Called my mother this morning. Dutifully. I was fine with it in a way I haven't been when she's called repeatedly during the week. She wants me to want to call her Saturday morning. I can't remember a thing she said. Except that it made her feel good that I called.

Went last night to the home of Clive Matson and Gail Ford. 2nd Friday of every month they host a Poetry Salon ... they now call it a Poetry Saloon, though there's never been a bar that I've seen ... A nice group of people. You read a couple poems by some poet you've lately been reading. Read a couple of your own. No critiquing. Sometimes applause. I read a short poem by W.B. Yeats and another shortie by Tristan Tzara; read one I'd written about my mother and one I'd written in response to Joan Crawford's Sudden Fear. Nice to have an audience. I got there late. During the break. So I put a teabag in a cup, poured hot water over it, and chatted with a person or two. Martin fumed, as seems to be typical for him, this time about "tourists" (he spat the word) who travel the world and come back exactly the same. "Why bother travelling if you're not going to learn anything?" We were talking about another poet, one neither of us thinks is very good, Martin more willing to listen than I, except, he says, when she reads poems about how great it is to live in Paris or Athens or wherever. "Maybe I'm just bitter because I've never been anywhere," Martin said. He shrugged. "But when I hear poems like that I just tune out." The whole thing about how stupid people are. Sure. "Some people live forever in one place and never learn a thing about it," I said. "They might as well have travelled the world."

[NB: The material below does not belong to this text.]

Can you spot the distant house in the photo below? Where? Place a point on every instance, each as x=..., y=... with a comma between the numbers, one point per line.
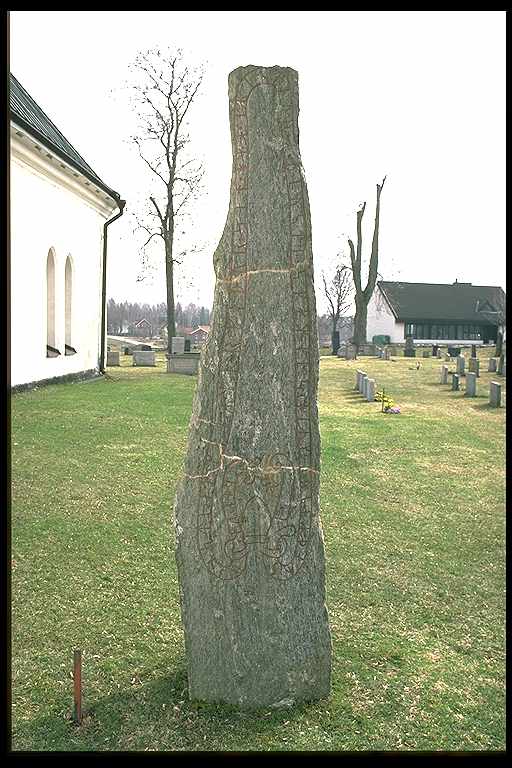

Gail read poems that consisted mainly of conversations with her six year old. I liked them. Not sentimental, rather recording what had been said. And they were about death! The death of Gail's mother, the illness of an aged cat. After the boy had said, matter-of-factly it seemed, that it was time for "your" mother to die, "not his grandmother", Gail talks about meeting an older woman in a grocery store. When the woman moves on, Ezra says to Gail, "Why does everyone keep leaving?"

Yes, there was one man who reads in a monotone over-written paragraphs that he seems to think deep and important. After the first sentence I heard nothing.